During the nine months ended March 31, 2016, we entered into pay-floating interest rate swaps with total notional amounts of $300 million. These swaps have been designated as fair value hedges of our fixed rate debt and are included in other assets in the condensed consolidated balance sheets.
Also during the nine months ended March 31, 2016, we entered into forward interest rate swaps with a total notional amount of $200 million to hedge probable, but not firmly committed, future transactions associated with our debt.
During the nine months ended March 31, 2015, we entered into pay-floating interest rate swaps with total notional amounts of $700 million, of which $450 million was in connection with the registered debt offering in November 2014 described in our 2015 10-K. These swaps have been designated as fair value hedges of our fixed rate debt and are included in other assets in the condensed consolidated balance sheets.
During the nine months ended March 31, 2015, we entered into forward interest rate swaps with a total notional amount of $50 million to hedge probable, but not firmly committed, future transactions associated with our debt.
Also during the nine months ended March 2015, we terminated notional amounts of $875 million of pay-floating interest rate swaps in connection with the debt redemption in December 2014 described in our 2015 10-K. These swaps were previously designated as fair value hedges.
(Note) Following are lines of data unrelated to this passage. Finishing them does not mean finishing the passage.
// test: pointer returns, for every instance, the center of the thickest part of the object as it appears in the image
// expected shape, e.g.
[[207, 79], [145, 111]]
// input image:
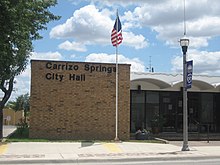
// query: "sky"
[[151, 32]]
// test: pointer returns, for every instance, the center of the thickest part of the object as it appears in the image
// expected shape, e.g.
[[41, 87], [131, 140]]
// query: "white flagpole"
[[116, 101]]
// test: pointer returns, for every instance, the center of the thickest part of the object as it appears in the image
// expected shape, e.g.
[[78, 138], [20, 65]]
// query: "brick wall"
[[74, 100]]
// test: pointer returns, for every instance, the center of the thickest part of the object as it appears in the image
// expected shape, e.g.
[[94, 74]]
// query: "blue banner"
[[189, 65]]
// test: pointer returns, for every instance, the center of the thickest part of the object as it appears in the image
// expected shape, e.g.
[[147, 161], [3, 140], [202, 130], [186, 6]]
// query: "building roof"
[[164, 81]]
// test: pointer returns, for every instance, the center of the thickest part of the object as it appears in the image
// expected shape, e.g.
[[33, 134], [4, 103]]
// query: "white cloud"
[[67, 45], [89, 25], [136, 64], [166, 18], [203, 62], [46, 56]]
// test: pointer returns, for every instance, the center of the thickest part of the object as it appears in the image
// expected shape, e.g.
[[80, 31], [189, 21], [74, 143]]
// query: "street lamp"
[[184, 43]]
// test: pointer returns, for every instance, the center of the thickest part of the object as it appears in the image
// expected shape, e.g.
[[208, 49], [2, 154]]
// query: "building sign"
[[189, 74], [76, 100], [74, 69]]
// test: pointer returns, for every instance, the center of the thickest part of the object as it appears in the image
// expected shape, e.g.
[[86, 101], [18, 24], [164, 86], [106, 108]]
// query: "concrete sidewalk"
[[67, 152]]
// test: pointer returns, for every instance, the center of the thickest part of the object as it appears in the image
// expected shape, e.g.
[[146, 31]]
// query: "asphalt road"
[[159, 162]]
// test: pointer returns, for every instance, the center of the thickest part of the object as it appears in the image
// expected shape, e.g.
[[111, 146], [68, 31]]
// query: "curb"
[[113, 160]]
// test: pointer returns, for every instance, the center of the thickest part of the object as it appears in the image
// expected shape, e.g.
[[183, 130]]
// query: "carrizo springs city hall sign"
[[76, 100], [89, 68]]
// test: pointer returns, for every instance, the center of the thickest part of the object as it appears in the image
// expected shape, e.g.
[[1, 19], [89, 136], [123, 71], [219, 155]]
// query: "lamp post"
[[184, 43]]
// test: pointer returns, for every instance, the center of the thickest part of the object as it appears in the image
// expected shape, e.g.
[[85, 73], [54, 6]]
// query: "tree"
[[22, 102], [20, 23]]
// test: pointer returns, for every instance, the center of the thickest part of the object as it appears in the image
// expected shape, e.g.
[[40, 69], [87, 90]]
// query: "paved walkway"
[[69, 152], [88, 151]]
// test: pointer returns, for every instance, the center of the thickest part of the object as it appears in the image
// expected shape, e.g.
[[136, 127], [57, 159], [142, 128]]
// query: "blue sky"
[[151, 30]]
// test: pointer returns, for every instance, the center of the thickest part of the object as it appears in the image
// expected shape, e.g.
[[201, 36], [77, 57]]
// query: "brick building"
[[76, 100]]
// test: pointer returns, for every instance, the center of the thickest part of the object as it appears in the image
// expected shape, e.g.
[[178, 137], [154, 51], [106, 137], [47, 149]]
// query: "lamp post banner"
[[189, 65]]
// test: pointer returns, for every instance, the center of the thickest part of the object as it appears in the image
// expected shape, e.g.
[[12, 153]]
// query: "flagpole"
[[116, 86]]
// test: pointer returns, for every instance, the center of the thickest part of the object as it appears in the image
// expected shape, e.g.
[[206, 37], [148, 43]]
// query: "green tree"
[[20, 23], [22, 102]]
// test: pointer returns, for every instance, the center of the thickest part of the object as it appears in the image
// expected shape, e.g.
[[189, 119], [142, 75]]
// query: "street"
[[162, 162]]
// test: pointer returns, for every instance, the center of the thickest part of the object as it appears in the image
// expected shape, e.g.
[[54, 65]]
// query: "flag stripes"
[[116, 35]]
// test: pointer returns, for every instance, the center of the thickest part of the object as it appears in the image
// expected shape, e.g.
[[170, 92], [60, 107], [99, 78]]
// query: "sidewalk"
[[68, 152]]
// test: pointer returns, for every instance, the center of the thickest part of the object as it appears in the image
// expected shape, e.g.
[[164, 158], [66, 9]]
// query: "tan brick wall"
[[10, 117], [69, 109]]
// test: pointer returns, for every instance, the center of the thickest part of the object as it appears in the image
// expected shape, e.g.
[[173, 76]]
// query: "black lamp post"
[[184, 43]]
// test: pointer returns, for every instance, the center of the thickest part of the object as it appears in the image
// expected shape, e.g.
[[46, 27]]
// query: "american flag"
[[116, 35]]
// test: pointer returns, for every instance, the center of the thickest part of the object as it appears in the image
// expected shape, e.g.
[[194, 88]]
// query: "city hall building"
[[77, 100]]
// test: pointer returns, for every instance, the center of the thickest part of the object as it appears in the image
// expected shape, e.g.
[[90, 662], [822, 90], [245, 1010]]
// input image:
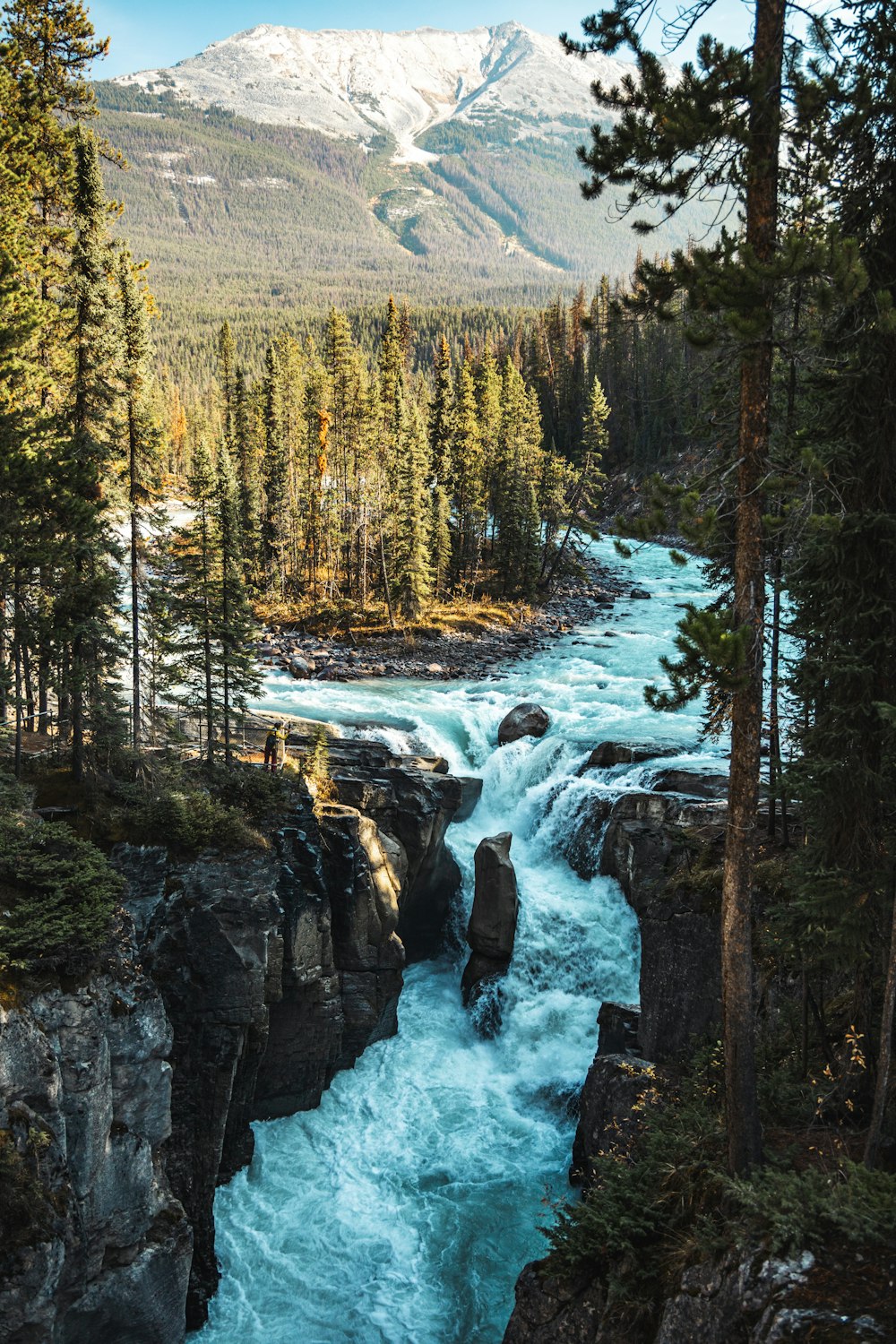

As a result of this redemption, we also incurred a loss on the extinguishment of debt of $60 million ($37 million, net of tax), which included a make-whole premium of $80 million, write-off of $2 million of unamortized debt issuance costs, and an offsetting $22 million fair value adjustment to the respective debt related to previously terminated interest rate swaps. Additionally, we terminated $350 million in forward interest rate swaps that were previously designated as cash-flow hedges.
Fair Value of Financial Instruments
The carrying amounts of cash and equivalents, trade receivables, net, accounts payable, and other accrued liabilities at March 31, 2016 and June 30, 2015 approximate fair value due to their short-term maturities.
The following table summarizes the estimated fair value of our long-term obligations and other short-term borrowings compared to the respective carrying amounts at:
(in millions)
March 31, 2016
 
June 30, 2015
Estimated fair value
$
5,758

 
$
5,521

Carrying amount
5,546

 
5,492


The fair value of our long-term obligations and other short-term borrowings is estimated based on either the quoted market prices for the same or similar issues or other inputs derived from available market information, which represents a Level 2 measurement.